Sonny Gray had that dream, too, though, and now he gets to live it. Hell, he deserved it anyway. Parker was going to get the call because Bob Melvin is a fine and decent man who understands how to manage personalities as well as he knows how to manage big-league games, but Gray is the more dynamic talent and the stronger psyche.
This is no offense to Parker, mind you. Again, he’s beyond legit. An All-Star talent. His loss is immense.
But Gray is to the 2014 A’s what Tim Hudson was to the 2000 A’s.
A less-than-imposing physical presence whose entire vibe — not just the ridiculous stuff but also the mound mannerisms that practically scream into the other dugout, “I’m about to wear you out all night” — makes him the kind of starter nobody wants to face. Ever.

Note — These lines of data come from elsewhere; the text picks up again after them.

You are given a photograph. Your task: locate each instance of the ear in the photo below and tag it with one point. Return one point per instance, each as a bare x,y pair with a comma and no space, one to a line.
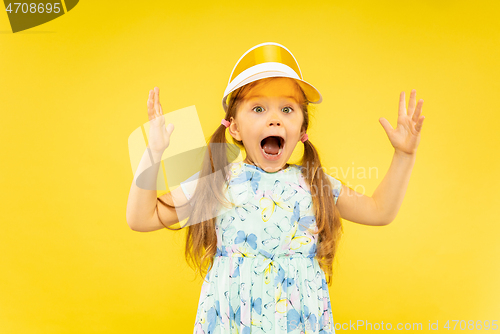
233,129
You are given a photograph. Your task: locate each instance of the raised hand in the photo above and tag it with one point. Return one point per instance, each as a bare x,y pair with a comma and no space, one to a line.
159,136
406,137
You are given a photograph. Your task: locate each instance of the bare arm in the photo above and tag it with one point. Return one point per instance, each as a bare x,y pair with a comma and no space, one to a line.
383,206
141,205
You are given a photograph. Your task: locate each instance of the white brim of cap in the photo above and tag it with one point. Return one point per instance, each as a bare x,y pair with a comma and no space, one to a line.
312,94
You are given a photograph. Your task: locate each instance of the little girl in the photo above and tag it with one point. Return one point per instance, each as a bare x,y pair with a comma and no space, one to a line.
266,231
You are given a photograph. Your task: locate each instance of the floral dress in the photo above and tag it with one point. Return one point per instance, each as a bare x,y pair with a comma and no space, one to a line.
265,277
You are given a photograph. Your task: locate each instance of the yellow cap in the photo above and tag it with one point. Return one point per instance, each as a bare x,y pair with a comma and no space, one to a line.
267,60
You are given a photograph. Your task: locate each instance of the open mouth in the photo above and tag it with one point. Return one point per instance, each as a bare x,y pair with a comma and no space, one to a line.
272,147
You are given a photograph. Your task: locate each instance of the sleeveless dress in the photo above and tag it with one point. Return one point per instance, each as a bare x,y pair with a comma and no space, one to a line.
265,277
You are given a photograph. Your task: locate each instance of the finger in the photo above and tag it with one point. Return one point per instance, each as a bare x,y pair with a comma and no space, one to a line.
170,129
412,103
386,125
420,122
402,107
157,100
418,111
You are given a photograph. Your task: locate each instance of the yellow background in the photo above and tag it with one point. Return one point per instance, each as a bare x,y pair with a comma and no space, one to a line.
72,91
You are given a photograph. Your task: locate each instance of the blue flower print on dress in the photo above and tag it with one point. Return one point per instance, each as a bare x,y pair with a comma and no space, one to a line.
265,277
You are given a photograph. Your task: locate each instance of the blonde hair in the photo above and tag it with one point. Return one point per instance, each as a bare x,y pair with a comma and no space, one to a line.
201,238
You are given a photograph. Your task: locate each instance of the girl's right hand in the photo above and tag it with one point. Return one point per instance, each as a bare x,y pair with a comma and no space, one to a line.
159,136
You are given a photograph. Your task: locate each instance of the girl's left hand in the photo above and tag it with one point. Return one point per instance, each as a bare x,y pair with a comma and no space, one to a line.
406,137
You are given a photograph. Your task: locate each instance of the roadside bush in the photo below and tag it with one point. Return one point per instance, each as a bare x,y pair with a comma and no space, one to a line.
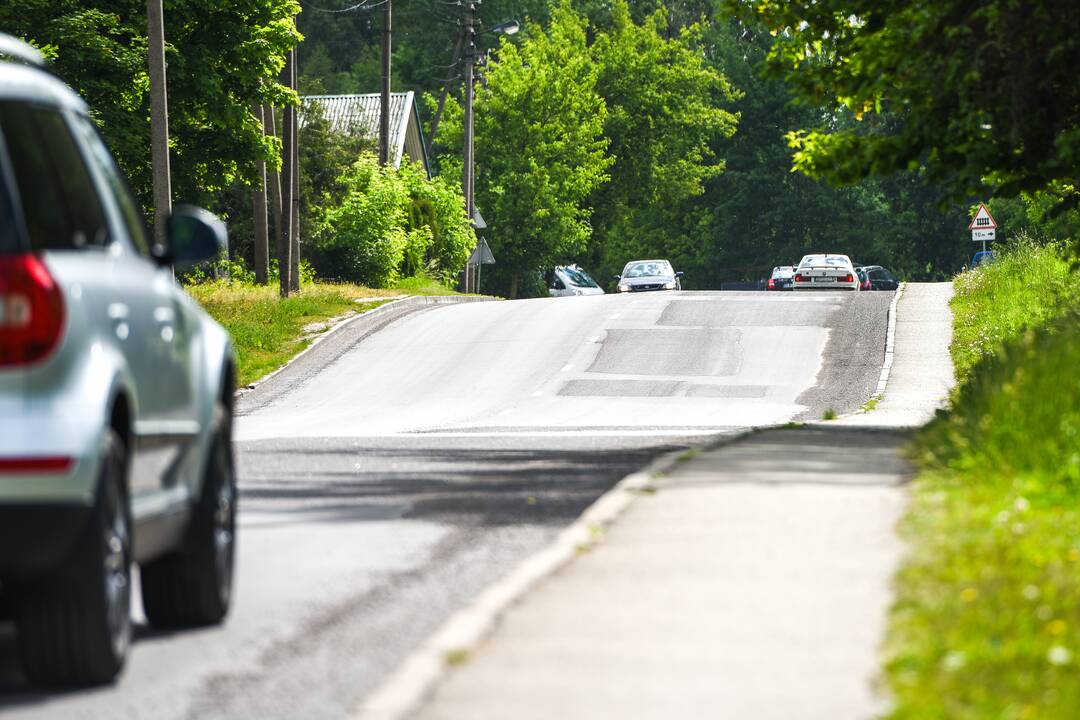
986,621
1024,287
394,223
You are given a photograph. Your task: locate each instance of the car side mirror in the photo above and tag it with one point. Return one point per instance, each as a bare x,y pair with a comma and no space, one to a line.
193,235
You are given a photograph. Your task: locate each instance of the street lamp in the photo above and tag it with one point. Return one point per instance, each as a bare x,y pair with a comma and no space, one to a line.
469,38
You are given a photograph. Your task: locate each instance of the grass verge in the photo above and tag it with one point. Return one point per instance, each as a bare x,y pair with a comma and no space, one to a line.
986,622
267,329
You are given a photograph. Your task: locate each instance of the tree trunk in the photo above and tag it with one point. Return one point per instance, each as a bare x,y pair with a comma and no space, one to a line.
270,126
259,208
285,229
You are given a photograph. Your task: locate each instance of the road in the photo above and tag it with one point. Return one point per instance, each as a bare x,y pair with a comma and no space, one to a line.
386,483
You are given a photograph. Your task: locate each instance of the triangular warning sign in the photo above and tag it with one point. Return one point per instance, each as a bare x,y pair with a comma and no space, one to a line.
983,219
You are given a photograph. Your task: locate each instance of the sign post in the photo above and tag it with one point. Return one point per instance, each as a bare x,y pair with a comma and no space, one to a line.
983,226
481,256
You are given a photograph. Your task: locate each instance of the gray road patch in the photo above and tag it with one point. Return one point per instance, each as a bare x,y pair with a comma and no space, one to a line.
690,352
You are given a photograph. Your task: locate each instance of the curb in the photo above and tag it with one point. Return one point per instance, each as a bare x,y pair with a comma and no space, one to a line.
890,341
404,306
403,691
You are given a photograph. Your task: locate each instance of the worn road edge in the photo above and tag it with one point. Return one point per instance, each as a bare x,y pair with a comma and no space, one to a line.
376,318
890,341
405,689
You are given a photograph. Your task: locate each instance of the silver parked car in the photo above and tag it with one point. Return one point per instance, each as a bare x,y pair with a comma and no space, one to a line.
116,397
639,275
569,281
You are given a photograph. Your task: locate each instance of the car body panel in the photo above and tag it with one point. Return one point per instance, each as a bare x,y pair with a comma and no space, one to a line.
571,281
782,279
825,272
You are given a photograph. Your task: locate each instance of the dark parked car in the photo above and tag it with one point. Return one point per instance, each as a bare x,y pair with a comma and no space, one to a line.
782,279
983,257
879,279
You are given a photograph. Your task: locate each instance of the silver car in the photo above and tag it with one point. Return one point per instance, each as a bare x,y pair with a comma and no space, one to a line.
116,397
640,275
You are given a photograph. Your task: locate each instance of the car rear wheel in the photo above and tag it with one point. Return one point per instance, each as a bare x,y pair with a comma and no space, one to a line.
75,627
193,585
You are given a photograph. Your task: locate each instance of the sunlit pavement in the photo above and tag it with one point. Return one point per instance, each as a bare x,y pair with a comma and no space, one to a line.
753,583
386,483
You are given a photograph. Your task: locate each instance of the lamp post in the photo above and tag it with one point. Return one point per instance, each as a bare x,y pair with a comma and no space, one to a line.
469,42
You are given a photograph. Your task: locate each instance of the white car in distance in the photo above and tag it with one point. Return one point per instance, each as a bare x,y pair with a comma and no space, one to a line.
825,272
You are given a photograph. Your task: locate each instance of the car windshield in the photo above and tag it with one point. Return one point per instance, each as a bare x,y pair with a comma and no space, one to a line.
648,269
579,277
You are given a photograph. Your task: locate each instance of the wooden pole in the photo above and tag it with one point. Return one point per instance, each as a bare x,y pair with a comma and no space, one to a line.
385,104
259,208
159,121
285,229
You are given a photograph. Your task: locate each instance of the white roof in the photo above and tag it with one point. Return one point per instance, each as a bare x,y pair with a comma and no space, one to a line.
21,82
360,113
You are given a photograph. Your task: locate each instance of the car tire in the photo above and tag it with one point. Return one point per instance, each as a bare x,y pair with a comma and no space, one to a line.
75,627
192,586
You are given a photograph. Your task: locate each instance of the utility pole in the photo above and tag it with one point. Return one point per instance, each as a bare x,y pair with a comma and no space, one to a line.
159,120
259,209
469,35
442,96
385,100
285,229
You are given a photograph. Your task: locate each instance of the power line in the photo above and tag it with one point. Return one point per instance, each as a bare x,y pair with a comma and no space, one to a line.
364,4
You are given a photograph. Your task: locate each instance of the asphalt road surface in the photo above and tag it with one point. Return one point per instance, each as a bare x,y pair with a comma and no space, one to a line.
385,483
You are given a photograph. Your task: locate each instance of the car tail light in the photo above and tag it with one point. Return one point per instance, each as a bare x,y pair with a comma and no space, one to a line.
31,310
46,464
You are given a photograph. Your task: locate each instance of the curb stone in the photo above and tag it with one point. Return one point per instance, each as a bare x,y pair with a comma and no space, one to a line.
403,691
404,306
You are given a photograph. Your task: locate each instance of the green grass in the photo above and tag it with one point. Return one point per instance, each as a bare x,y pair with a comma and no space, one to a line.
986,622
267,329
422,285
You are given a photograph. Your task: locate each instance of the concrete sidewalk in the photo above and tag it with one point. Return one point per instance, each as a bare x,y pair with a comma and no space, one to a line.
753,583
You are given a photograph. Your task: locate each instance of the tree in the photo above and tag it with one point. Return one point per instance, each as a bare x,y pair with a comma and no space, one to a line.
986,92
223,59
665,111
393,222
540,149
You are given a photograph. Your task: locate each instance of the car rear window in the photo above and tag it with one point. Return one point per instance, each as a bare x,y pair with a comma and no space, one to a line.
59,204
9,238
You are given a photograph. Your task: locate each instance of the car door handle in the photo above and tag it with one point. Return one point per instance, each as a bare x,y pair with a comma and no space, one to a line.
165,317
118,313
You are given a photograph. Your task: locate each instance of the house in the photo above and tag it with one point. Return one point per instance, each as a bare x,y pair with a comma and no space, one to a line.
360,113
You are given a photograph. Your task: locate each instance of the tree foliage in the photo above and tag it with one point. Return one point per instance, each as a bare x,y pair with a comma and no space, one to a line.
223,58
986,92
540,148
392,223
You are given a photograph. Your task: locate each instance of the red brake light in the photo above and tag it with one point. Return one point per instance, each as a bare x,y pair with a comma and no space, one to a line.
31,310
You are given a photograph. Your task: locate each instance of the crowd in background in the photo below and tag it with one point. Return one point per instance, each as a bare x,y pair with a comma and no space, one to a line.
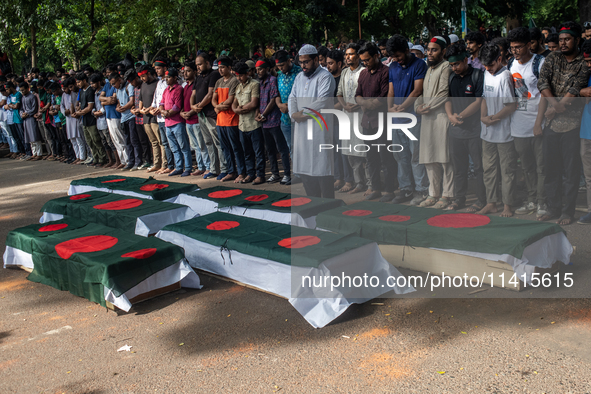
485,105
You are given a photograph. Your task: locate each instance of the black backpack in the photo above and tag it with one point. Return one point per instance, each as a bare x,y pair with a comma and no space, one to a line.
535,66
477,74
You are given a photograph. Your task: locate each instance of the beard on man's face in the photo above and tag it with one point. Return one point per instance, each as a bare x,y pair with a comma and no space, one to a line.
311,70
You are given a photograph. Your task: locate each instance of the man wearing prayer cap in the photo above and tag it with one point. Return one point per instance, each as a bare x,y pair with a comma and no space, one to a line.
313,90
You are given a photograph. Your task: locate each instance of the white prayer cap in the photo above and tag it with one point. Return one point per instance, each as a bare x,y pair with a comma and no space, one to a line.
418,48
308,50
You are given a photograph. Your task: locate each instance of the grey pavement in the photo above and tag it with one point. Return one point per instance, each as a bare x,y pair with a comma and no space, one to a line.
227,338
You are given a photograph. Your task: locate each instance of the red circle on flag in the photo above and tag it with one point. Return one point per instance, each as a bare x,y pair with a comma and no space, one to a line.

“He could be my favorite guy to watch in the game by the time this year ends,” a longtime scout (now retired but living in Scottsdale, Ariz.) told me this week. “Sonny Gray walks out there like he’s the big brother joining his little brother’s friends in a little stickball game out in the street. He knows he’s better than everyone, but he’s smart enough not to flaunt it just in case something goes wrong.
“But you know what? Nothing goes wrong. Big brother is going out there to dominate, and he does.”
Will Gray dominate all year? Of course not. Baseball is too advanced these days for a youngster to get over for too long before a weakness is found and occasionally exposed.
But Parker’s loss isn’t just Gray’s gain. It’s everyone’s gain. We get to see a genuine star in the making a day earlier than planned.